Tribe of 'Sea Nomads' have genetically adapted to diving down to 200 feet below the waves
Cover Image Source: Youtube | BBC

Unlike amphibians, humans cannot naturally thrive both on land and underwater. However, the Bajau tribe, spread across Malaysia, Indonesia, and the Philippines, have nearly adapted to both these habitats. Known for possessing "the sea nomad gene," members of this tribe can remain underwater for 13 minutes without oxygen, according to National Geographic. They can dive up to 200 feet without any professional diving apparatus. As per the outlet, the people dive into the sea to hunt for food and to get natural elements to make artistic items. As per a study published by The Journal of Cell, the tribe has engaged in breath-hold diving for thousands of years.

Representative Image Source: Pexels | Belle Co
Representative Image Source: Pexels | Belle Co

Their enlarged spleens caused by genetic selection have made it possible for them to hold their breaths for longer durations underwater. This results in higher levels of oxygenated blood, allowing them to survive underwater longer. Videos of the tribe members diving and swimming without oxygen support offer a glimpse into what might be the closest real-life equivalent to merpeople.

Researchers studying the tribe ponder whether their remarkable diving abilities are purely genetic. Melissa Ilardo from the Center for Geogenetics at the University of Copenhagen set out to discover the various factors that give the tribe its deep-diving abilities. She also ended up comparing their spleen size to the spleen size of the nearby Saluan tribe. Ilardo's study revealed that the spleens of the Bajau tribe are about 50 percent larger than those of the land-based Saluan tribe in Indonesia.

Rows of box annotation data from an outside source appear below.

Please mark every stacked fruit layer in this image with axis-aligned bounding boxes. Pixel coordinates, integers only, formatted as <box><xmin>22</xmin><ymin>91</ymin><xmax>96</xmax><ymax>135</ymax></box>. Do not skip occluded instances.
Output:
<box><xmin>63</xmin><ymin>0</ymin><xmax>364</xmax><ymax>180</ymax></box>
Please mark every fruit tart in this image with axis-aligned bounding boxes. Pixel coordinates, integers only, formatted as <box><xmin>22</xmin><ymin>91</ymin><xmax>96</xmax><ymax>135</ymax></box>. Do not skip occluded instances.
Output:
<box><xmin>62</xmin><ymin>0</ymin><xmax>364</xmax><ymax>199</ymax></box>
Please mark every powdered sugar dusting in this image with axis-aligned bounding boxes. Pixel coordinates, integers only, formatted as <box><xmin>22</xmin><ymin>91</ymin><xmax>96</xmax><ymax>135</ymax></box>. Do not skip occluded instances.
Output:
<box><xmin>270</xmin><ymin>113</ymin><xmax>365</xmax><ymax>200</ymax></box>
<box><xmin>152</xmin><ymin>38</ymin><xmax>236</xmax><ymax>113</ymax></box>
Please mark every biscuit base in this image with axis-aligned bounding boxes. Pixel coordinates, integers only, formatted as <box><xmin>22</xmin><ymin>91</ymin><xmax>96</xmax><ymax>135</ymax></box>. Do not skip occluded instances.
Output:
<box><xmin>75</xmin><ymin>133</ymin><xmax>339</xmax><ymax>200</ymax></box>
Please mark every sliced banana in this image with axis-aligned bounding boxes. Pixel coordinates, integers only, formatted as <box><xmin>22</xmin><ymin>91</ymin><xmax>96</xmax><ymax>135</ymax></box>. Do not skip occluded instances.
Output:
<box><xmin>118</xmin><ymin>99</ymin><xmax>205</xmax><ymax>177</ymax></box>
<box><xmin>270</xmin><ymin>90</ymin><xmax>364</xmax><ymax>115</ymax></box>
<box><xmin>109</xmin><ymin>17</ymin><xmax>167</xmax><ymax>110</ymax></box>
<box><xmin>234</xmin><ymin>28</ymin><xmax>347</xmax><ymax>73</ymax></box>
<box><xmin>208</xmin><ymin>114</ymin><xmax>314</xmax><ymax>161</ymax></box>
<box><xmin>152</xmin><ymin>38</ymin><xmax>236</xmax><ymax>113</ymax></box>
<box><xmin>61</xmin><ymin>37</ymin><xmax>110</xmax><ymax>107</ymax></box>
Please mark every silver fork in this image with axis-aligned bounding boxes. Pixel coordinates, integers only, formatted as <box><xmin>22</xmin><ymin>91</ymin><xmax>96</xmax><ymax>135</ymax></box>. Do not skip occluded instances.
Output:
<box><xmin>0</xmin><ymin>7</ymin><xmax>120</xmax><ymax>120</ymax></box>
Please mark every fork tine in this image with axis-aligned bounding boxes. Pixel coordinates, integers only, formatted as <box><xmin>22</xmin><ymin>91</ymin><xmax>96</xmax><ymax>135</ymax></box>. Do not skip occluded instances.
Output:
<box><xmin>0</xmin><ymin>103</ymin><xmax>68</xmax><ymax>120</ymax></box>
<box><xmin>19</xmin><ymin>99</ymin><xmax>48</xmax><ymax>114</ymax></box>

Representative Image Source: Pexels | Flo Dahm
Representative Image Source: Pexels | Flo Dahm

“I wanted to first meet the community, and not just show up with scientific equipment and leave,” Ilardo expressed. “On the second visit, I brought a portable ultrasound machine and spit collection kits. We went around to different homes and we would take images of their spleens." She also shared her experience with The Atlantic and reminisced about diving with Pai Bayubu, a member of the tribe. “He just dropped down,” Ilardo remembered. “He pointed at it, and then he was there. Underwater, the Bajau are as comfortable as most people are on land. They walk on the seafloor. They have complete control of their breath and body. They spearfish, no problem, first try," she added. As per the outlet, the people live on small houseboats on the water itself. Ima Baineng, a Bajau fisherwoman expressed, "We inherited the sea and art of diving from our ancestors. Here both strong boys and girls dive." The people are known to practice diving regularly, per BBC.


Traditionally the tribes would only come ashore for trade as per the outlet. They survived on food obtained from the sea and dived with wooden goggles and spears they crafted themselves. As per Ilardo, the traits that help the Bajau people survive in water could also help inspire treatments for hypoxia patients on the land. The tribe faces threats from increased commercial fishing and differing citizenship rights compared to land-dwellers. It is no longer possible for the tribe to survive on fish they obtain through diving. In times like these support and access have become increasingly important to protect this unique tribe and their practices.